Similar contradictions can be found when we examine other political movements throughout history. The great labor movements, women’s suffrage, civil rights, and the great revolutions all occured in the shadow of tremendous economic upheavals, changes, and wars that seemed to spur these subjects to action; or, at least, act as a catalyst for the emergence and unfolding of new subjectivities.

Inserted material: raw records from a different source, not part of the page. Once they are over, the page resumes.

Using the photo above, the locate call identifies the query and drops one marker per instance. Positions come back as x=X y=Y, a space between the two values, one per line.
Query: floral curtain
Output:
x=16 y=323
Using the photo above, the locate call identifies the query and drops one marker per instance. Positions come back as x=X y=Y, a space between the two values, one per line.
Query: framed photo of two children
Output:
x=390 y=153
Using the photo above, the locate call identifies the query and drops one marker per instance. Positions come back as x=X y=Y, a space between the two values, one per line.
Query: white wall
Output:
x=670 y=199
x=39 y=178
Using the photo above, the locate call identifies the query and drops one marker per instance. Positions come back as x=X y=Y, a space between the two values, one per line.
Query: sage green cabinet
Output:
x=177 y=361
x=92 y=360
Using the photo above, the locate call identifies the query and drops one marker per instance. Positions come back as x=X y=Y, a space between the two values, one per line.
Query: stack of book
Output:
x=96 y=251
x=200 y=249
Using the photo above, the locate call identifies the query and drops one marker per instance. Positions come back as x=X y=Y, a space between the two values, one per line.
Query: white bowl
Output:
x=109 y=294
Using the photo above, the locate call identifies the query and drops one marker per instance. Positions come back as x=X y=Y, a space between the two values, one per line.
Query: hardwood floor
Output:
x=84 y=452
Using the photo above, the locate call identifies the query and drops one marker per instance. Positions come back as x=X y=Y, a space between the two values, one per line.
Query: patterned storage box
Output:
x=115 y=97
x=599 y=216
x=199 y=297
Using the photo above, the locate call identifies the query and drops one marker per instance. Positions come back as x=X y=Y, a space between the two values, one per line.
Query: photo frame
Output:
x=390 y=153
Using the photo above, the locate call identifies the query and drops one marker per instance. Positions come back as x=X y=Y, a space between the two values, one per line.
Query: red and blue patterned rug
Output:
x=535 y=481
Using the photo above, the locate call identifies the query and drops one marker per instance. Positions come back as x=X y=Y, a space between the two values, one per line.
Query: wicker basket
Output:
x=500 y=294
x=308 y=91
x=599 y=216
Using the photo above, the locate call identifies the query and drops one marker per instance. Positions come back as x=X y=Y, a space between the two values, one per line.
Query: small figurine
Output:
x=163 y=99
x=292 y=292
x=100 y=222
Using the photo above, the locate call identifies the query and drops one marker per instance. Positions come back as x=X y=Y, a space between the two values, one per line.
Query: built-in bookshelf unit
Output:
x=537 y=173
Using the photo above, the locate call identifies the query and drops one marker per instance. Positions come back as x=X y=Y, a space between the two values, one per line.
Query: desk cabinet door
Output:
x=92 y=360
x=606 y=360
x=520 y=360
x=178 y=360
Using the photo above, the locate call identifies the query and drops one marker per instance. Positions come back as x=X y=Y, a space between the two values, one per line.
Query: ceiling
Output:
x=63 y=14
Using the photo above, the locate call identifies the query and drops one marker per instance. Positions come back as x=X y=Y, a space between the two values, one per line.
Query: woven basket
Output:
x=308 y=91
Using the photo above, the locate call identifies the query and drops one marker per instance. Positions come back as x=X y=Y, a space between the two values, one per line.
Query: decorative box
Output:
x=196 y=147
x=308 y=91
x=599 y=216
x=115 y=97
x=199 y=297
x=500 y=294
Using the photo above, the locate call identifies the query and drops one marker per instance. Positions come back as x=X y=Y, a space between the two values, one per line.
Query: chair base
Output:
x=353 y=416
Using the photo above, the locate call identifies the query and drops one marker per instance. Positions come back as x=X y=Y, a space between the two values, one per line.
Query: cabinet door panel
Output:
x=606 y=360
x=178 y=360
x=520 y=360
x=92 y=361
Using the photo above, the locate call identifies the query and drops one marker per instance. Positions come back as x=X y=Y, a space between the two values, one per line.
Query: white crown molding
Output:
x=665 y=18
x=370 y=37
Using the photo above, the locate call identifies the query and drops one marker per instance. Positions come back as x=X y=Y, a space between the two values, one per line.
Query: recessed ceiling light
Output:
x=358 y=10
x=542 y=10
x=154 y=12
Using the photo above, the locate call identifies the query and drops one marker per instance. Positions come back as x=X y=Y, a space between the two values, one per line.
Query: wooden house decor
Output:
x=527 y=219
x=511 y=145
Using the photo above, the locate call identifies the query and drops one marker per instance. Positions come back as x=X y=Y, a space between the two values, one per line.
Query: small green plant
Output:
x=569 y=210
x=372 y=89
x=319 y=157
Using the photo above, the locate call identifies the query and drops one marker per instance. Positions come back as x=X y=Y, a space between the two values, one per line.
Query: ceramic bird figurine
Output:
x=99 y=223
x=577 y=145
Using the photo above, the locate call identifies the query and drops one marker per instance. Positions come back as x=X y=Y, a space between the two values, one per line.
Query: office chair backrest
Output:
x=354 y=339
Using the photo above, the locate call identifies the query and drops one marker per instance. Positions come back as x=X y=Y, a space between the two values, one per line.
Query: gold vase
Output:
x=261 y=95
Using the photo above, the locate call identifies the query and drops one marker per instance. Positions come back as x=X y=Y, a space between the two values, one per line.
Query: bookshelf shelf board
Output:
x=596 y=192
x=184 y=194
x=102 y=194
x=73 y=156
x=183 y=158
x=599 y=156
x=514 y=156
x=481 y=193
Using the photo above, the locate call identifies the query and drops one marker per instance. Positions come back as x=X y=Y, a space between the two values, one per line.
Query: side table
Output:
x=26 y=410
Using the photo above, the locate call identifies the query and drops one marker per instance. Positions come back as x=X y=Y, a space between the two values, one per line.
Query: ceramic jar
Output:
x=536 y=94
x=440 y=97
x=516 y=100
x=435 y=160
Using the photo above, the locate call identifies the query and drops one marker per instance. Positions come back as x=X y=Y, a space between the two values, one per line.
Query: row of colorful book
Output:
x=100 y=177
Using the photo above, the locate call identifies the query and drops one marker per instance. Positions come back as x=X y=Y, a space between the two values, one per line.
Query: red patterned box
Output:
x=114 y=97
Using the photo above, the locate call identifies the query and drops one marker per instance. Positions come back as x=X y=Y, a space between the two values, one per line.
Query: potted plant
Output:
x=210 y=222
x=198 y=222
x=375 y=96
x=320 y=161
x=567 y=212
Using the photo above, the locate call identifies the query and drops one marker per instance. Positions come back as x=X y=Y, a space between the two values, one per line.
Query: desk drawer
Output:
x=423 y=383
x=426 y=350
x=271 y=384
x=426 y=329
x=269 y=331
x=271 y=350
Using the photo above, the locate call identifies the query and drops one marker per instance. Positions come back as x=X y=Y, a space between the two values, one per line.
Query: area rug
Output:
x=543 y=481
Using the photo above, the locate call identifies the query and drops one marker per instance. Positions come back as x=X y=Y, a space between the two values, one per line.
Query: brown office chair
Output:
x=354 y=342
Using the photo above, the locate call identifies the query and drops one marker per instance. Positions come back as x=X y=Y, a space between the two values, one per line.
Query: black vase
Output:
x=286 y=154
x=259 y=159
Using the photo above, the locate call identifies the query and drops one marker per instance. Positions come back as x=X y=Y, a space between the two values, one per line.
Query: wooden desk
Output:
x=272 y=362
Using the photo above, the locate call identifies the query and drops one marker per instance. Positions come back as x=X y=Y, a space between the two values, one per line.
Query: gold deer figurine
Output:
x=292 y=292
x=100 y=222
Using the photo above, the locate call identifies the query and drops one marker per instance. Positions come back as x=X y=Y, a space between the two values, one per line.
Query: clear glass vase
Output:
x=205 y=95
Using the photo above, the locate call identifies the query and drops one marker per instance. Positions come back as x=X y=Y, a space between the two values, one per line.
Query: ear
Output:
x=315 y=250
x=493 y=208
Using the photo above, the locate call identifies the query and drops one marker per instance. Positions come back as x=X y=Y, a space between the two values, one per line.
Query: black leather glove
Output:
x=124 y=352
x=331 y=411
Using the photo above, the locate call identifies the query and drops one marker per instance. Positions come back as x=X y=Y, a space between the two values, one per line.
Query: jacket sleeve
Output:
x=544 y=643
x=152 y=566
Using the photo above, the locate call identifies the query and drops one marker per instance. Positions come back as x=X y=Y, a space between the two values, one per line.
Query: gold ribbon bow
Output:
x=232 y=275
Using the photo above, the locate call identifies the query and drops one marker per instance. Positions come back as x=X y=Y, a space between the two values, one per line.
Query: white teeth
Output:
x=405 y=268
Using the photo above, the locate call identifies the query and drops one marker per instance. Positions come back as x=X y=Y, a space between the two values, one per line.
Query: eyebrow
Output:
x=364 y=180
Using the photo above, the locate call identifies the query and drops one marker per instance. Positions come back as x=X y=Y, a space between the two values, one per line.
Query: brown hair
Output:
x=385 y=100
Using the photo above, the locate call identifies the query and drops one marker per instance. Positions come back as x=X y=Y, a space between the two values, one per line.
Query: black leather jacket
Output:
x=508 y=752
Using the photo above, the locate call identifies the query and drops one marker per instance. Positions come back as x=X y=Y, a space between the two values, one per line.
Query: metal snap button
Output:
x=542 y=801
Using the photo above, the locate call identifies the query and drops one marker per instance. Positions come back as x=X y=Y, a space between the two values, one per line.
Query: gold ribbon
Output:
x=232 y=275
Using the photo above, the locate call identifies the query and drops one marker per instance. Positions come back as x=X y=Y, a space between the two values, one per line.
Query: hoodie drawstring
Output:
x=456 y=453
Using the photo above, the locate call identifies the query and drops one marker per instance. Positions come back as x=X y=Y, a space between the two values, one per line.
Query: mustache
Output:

All of this seems to be ignored in Zizek and Badiou. It is extremely difficult to get people to act and organize if they aren’t significantly uncomfortable. Give people minimum economic security and idle distractions such as really great and really bad films or American Idol, and it seems that while there might be generalized dissatisfaction, a wonder as to whether something better and other might be possible, there is no real impulse to act or form new subjectivities. This inertia is well known, I think, to anyone who has worked to organize people so as to produce change. It’s hard work. The more playful among us have even come up with an expression to describe this work: “herding cats”. It’s one thing to organize a protest or a rally, but to organize people to engage in the ongoing sort of work required for real political change is a daunting task that often falls apart when there aren’t pressing social conditions that give those people little option but to organize. Perhaps this is what Dean is getting at with her reference to subjective destitution: that some transformation of subjectivity is necessary so as to shift one’s fantasy frame from seeing their situation as tolerable and desirable to seeing it as intolerable. But I have my doubts. Increasingly I cannot help but feel that these forms of political theory represent the yearnings of those who harbor visions of revolution filled with discontent at apathy producing prosperity found in first tier countries. Is not the way in which concrete social conditions are ignored and those who would focus on these conditions symptomatic of a sort of disavowal? But perhaps the value of these theories lies not so much in providing genuine and “actionable” political programs, but rather in preserving the dream of revolution and qualitative transformations of the social in times where the conditions for such transformations are far from being ripe. These are melancholy meditations, but I do feel theory needs to become far more concrete.